You now know what the algorithm should do. Time to figure out how to do it.
- Don’t reinvent the wheel: Spending a few hours of research is always worth it. Even where there is no pre-existing algorithm that fits your given problem, you can often tailor a more general purpose algorithm to your needs. Most of the algorithms we have written in the past have started with a more widely known algorithm, which has then been modified to handle our specific domain. This not only saves time, but is also likely to lead to a more reliable and maintainable solution. It’s also worth considering machine learning, where a lot of recent improvements have made it viable for non-experts to integrate third-party products into production software. We saw a great talk at the GOTO Conference 2017 which demonstrated using TensorFlow & Google Cloud
- ‘Rubber Duck’ the Solution: Get one or two other software developers (the more critical the better!) and talk them through your intended solution. This will often identify design flaws in the algorithm, which is an order of magnitude simpler to fix at this stage than after you have written the code. Also, as the algorithm is likely to need bug fixes and updates in years to come, at least you won’t be the only one able to understand it.

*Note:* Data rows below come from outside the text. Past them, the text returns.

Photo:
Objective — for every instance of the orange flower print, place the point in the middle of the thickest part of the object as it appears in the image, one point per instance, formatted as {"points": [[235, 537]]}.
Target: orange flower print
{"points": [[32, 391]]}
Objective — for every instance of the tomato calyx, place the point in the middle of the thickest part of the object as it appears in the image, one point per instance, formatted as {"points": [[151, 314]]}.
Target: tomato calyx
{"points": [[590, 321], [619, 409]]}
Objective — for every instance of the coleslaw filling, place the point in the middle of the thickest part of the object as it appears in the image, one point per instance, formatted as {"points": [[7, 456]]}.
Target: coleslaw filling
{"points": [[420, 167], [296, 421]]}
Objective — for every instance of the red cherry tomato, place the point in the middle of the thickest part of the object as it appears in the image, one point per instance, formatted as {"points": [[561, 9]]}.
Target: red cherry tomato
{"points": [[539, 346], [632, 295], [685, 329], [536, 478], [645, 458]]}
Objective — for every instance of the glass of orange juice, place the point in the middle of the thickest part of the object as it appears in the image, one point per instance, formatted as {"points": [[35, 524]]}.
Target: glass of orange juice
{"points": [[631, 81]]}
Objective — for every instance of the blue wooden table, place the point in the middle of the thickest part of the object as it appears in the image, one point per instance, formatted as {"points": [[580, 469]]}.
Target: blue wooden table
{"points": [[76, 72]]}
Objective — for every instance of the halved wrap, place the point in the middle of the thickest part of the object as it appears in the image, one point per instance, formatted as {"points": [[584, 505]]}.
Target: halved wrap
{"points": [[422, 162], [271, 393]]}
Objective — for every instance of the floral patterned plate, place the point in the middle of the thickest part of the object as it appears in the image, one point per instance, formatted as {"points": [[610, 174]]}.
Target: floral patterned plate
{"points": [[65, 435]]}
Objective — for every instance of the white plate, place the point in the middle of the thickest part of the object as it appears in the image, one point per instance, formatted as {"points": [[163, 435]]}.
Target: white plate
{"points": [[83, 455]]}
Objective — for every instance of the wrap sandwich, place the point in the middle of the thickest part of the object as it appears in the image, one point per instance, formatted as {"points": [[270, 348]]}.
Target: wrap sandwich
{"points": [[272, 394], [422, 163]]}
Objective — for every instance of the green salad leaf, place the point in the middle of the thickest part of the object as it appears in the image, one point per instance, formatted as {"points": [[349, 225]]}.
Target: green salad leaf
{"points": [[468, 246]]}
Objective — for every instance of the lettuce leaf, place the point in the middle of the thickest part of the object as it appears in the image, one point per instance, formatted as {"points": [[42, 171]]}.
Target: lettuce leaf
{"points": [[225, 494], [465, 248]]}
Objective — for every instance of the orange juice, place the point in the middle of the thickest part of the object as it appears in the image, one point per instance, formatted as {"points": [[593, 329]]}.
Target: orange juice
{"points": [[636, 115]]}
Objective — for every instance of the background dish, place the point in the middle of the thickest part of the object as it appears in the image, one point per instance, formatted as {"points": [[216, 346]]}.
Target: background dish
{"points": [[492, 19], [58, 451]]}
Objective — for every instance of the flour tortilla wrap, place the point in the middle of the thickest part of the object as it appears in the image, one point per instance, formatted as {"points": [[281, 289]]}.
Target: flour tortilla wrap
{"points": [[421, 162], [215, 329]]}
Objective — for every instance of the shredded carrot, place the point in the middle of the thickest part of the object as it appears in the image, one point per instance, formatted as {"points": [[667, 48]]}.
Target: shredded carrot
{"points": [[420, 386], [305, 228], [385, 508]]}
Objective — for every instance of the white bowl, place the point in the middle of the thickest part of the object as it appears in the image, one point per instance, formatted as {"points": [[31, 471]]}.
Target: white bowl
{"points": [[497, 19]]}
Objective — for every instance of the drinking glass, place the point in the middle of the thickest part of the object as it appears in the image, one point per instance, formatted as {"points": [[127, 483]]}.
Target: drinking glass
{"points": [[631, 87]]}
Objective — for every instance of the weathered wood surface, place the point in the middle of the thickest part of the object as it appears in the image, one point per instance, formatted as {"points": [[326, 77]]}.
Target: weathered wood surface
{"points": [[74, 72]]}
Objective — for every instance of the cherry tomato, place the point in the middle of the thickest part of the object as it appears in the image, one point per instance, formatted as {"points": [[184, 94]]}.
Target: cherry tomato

- Documentation: The users of the system often want to understand what the algorithm is doing at a conceptual level (and why wouldn’t they – how can they trust the results if they can’t understand it?), so it’s worth spending a bit of time documenting it (in addition to code level documentation). If you can’t write a simple 2-3 paragraph description (perhaps with a few diagrams) you are going to cause yourself a lot of pain.
Focus on writing an algorithm that provides the correct answer. Then refactor it to improve maintainability – your automated tests should make this safe and easy. Only then should you consider optimisation. As Donald Knuth said:
We should forget about small efficiencies, say about 97% of the time: premature optimization is the root of all evil
Or from Michael A. Jackson in Principles of Program Design:
Rules of Optimization:
Rule 1: Don’t do it.
Rule 2 (for experts only): Don’t do it yet.
In some domains performance is not just a nice to have, but an essential requirement – for instance, in a crash detection system in a car. Before diving into development, ask the required performance: does it need to provide an answer within 10ms, 1 second, 10 seconds, sometime in the next day? This will set some constraints on the implementation.
Before you start optimising, make sure you profile the code. It will help you focus on the parts of the algorithm that are causing the biggest performance bottlenecks. It will also tell you if your optimisations are working. Compilers are pretty smart these days, and sometimes they will be doing the optimisation behind the scenes anyway.
Keep It Simple
Saving the best advice to last: keep it simple! You must be able to reason about how the algorithm is working on a specific data input, otherwise you will never be able to debug it. We have found that an algorithm will grow in complexity over time as each new edge case is found and handled. It’s important that these are not just ‘hacked’ in, but given careful consideration how they integrate with the core algorithm. Where necessary, break the algorithm down into separate stages with well-defined intent and boundaries. This keeps it simple to understand and gives easy points for inspection to help with debugging.